Back in November, I called to make a Doctor’s appointment in order to figure out what was going on with this pesky swollen lymph node. Unfortunately I already had a Dentist appointment for the exact same time as they wanted to make the Doctor’s appointment. I had recently had a root canal and needed to go for the follow-up so they could cap the tooth. I cancelled the dental appointment with every intention to go back to the dentist to finish up the root canal.
Well if you are reading this blog, you know what become of the swollen lymph node. And once you start chemotherapy and radiation it is not a good idea to go to the dentist. Because your immunity is decreased, they don’t want a bunch of mouth bacteria stirred up. ANY type of infection can be serious during treatment. In hindsight, I should’ve tried to have the dentist squeeze me in before chemotherapy started, but seriously, dental work was the last thing on my mind. So part deux of the root canal never happened.
And today, just two days after I finally got my ability to eat back, the dead tooth cracks and falls apart in my mouth while trying to each a fried clam. It figures. And the irony of it is that I was going to call the dentist sometime during the next week or so to make an appointment. One of my co-workers had recently told me that the radiation would make all my teeth fall out. I guess I should’ve listened! In all seriousness, I did not have radiation to my mouth, and though some saliva issues may have caused a few minor dental problems I don’t believe that is why my tooth broke apart. I just had a long overdue need to see the dentist.
Even with the tooth issue, it has been a really good weekend. Robbie and I spent the last four days in a cabin in the mountains. Robbie asked me what I liked the most about our getaway, and I said the quiet. And I don’t mean just the quiet of the wilderness, but the quiet that comes with no responsibility. It was the first time since all of this craziness began that I really had time to digest what had happened and to deal with it on an emotional level.
There is definitely a shift that occurs when you go from cancer fighter to cancer survivor. In my opinion to fight cancer, you need to be in battle mode. There isn’t much time to reflect. It’s all about doing everything you can to win the fight.

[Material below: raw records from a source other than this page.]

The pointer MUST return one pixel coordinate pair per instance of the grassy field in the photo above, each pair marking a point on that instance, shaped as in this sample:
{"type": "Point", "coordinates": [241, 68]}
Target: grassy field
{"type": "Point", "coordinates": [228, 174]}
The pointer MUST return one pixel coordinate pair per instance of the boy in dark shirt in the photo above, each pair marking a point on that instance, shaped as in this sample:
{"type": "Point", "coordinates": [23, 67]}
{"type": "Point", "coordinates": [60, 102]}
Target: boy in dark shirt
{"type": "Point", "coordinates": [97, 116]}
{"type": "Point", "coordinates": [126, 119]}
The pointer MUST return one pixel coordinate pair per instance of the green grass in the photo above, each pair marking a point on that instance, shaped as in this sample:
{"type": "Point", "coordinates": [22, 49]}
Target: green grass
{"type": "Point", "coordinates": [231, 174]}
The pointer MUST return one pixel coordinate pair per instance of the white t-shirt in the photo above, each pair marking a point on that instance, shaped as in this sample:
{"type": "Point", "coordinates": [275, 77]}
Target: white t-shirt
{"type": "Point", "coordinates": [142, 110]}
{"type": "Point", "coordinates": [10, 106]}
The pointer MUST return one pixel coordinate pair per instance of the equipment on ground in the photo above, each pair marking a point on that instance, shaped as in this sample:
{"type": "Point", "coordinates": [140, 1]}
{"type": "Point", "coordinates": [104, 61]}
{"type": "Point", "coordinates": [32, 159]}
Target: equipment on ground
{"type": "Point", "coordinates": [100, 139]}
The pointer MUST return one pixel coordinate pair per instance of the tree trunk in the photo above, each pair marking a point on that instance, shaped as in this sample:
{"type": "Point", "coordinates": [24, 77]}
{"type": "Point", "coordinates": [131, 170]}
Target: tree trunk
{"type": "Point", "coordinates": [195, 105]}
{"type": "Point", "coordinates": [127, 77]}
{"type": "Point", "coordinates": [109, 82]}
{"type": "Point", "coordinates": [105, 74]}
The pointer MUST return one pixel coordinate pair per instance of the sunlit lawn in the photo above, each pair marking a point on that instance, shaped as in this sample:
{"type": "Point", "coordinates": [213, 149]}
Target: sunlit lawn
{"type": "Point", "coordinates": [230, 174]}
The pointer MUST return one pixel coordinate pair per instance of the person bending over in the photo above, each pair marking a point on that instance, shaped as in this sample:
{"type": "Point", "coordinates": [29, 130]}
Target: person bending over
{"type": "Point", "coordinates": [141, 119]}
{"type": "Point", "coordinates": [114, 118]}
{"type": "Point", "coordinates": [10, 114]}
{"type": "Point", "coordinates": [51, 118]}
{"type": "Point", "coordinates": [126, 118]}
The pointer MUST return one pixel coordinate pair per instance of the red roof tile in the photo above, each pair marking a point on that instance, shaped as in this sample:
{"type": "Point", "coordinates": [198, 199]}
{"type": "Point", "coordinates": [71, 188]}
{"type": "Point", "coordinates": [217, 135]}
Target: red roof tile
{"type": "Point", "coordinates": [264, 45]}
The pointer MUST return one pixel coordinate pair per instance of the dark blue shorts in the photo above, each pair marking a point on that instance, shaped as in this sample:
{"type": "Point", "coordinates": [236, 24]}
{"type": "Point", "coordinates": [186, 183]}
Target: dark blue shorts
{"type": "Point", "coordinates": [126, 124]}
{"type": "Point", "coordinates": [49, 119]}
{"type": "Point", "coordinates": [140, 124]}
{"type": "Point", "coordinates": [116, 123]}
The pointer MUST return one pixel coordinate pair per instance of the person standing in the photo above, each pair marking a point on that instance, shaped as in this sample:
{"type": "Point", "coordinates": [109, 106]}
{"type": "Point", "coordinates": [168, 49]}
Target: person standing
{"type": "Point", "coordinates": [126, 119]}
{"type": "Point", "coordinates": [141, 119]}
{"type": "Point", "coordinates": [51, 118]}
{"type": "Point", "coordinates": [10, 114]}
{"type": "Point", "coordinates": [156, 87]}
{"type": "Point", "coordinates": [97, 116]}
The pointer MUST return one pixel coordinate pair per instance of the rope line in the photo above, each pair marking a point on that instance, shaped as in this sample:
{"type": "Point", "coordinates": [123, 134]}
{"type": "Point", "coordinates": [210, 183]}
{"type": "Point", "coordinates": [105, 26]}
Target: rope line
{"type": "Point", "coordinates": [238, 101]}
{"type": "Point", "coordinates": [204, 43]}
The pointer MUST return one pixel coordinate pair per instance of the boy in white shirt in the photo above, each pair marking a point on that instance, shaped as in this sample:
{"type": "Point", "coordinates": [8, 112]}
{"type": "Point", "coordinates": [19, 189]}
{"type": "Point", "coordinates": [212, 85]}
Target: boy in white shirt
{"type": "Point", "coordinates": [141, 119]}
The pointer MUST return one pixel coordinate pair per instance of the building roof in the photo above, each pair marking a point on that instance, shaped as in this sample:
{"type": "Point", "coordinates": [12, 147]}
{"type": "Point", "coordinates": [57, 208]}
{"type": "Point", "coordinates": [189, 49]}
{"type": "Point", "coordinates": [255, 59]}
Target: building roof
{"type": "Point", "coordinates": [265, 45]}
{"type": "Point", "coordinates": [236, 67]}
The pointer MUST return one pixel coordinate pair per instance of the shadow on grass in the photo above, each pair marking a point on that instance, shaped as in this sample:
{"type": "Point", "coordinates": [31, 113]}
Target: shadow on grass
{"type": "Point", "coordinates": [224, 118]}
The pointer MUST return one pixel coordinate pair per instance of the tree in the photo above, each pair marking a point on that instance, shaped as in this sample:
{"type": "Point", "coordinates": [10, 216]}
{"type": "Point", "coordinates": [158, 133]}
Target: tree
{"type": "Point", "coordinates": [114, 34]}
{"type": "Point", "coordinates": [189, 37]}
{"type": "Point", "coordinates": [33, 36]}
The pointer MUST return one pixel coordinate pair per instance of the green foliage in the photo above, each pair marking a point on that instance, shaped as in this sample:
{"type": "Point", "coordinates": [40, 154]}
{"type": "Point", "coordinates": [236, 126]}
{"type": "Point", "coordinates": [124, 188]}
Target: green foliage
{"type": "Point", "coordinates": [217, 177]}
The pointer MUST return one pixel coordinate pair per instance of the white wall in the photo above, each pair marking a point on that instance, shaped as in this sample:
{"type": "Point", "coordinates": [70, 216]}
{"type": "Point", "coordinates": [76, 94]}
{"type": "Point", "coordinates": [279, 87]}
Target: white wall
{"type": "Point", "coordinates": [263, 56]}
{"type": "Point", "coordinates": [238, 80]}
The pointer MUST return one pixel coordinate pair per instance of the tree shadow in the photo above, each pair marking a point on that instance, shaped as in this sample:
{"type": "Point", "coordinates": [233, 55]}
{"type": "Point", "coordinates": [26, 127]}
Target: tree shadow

But now that the fight is over, I do have the time to make a decision about who I want to be. And to be honest, I don’t feel having a big celebration. I feel grateful and exhausted. I feel like I need to find ways to give back to others going through this type of experience through blogging and participation in discussion groups. I need to participate in organizations that raise money to find better treatment and cures.
But I do not want to gloat or showboat. Cancer was a bad-ass opponent. And just because I won this time, it doesn’t mean that I’d win the next round. I do not want to tempt fate. I’m going to lay low and hope that she just passes me on by and lets me tell my tale of how I went there and back again and lived to tell the harrowing tale.